Ad oggi, dopo sei anni e la conferma delle condanne dei vertici della multinazionale nei tre gradi di giudizio, la Cassazione ha imposto dei limiti alla ricerca, ribadendo il superamento del concetto di animale come oggetto sperimentale. Immediatamente dopo la sentenza grande soddisfazione è stata espressa dalla Lav, parte civile nel processo. Un verdetto che però trova il proprio contraltare oltreoceano, in Cina, dove sono state clonate con successo due scimmie. Dopo 19 anni dalla prima clonazione di un primate, il macaco Tetra, ottenuta in America con la scissione degli embrioni, gli scienziati cinesi si sono avvalsi della tecnica utilizzata con la pecora Dolly per “generare” Zhong Zhong e Hua Hua. Tuttavia, se da una parte l’esperimento è stato accolto con grande entusiasmo perché si pensa possa permettere di ridurre il numero di animali sacrificati nei test, dall’altra già solo il progetto in sé è considerato poco etico.
«La clonazione dei primati, oltre ad essere eticamente inaccettabile, avviene nel solco di un metodo, la sperimentazione animale, che sempre più spesso viene messo in discussione dagli stessi scienziati. Il vero obiettivo di questa operazione sembra essere quello di creare un esercito di animali con cui riempire i laboratori» ha dichiarato l’Enpa (Ente nazionale protezione animali). Sulla stessa scia si colloca la creazione dell’embrione ibrido uomo-pecora. La scoperta arriva dall’Università della California, i cui scienziati sono riusciti a ottenere l’ibrido introducendo cellule staminali riprogrammate nell’embrione di una pecora, che poi è stato lasciato crescere per ventotto giorni, periodo in cui le cellule umane si sono riprodotte.
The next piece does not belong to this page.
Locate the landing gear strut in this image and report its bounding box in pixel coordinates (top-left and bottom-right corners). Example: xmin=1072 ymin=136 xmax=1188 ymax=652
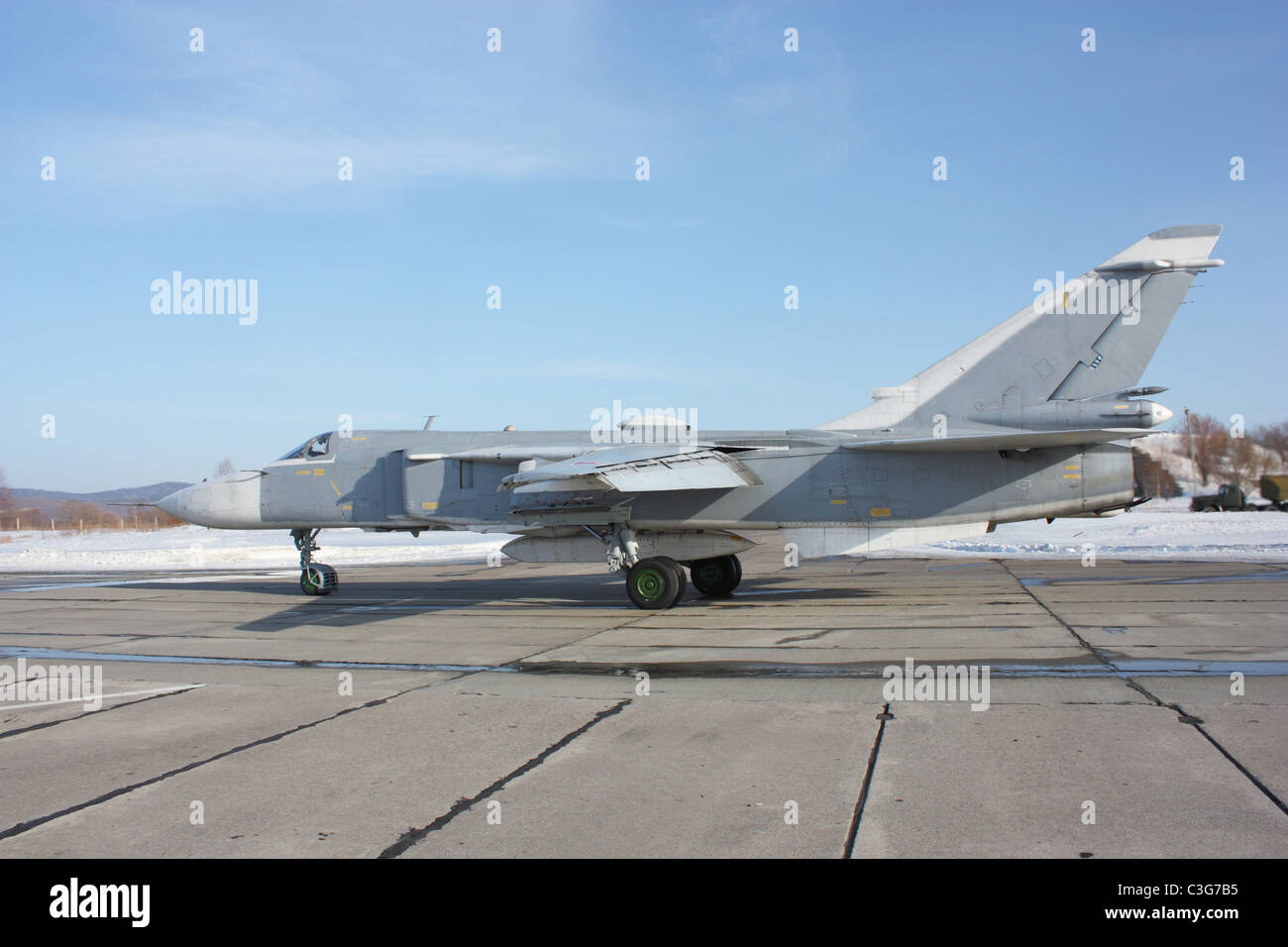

«Non si possono fare considerazioni morali davanti a questi studi aberranti, la ricerca non può prescindere dall’etica e qui si sono superati i limiti sia nei confronti degli animali che dell’uomo» è stata la reazione al vetriolo della Lav. La Lega anti vivisezione non è, però, l’unica ad auspicare una ricerca senza animali. L’Associazione Luca Coscioni, da mesi nell’occhio del ciclone per la sua battaglia pro eutanasia (caso Dj Fabo-Marco Cappato), da oltre dieci anni si batte affinché si brevettino metodi di studio in grado di ridurre il ricorso alla sperimentazione animale. E se in Inghilterra il Parlamento aveva paventato l’ipotesi che nel futuro post-Brexit gli animali non sarebbero più stati riconosciuti come “esseri senzienti”, eludendo così ogni provvedimento europeo che riconoscesse tale diritto (vedi Stop vivisezione, passo in avanti dell’Ue), in Italia il recente studio condotto dai ricercatori del Centro Enrico Piaggio di Pisa sui disturbi legati all’obesità ha dimostrato come il progresso scientifico possa fare numerosi passi avanti verso una ricerca sostenibile.
L’analisi, diretta dalla professoressa del centro Arti Ahluwalia, propone, infatti, un nuovo sistema per studiare i disturbi metabolici legati all’eccesso di nutrizione senza l’utilizzo di cavie animali. Il metodo brevettato è risultato particolarmente efficace proprio in virtù del fatto che l’obesità è un disturbo prettamente umano, che dipende dallo stile di vita e dalla dieta delle persone, variabili che è quasi impossibile riprodurre negli animali. Tali dati confermano, dunque, l’urgenza di abbandonare il modello animale a favore di una ricerca etica e innovativa.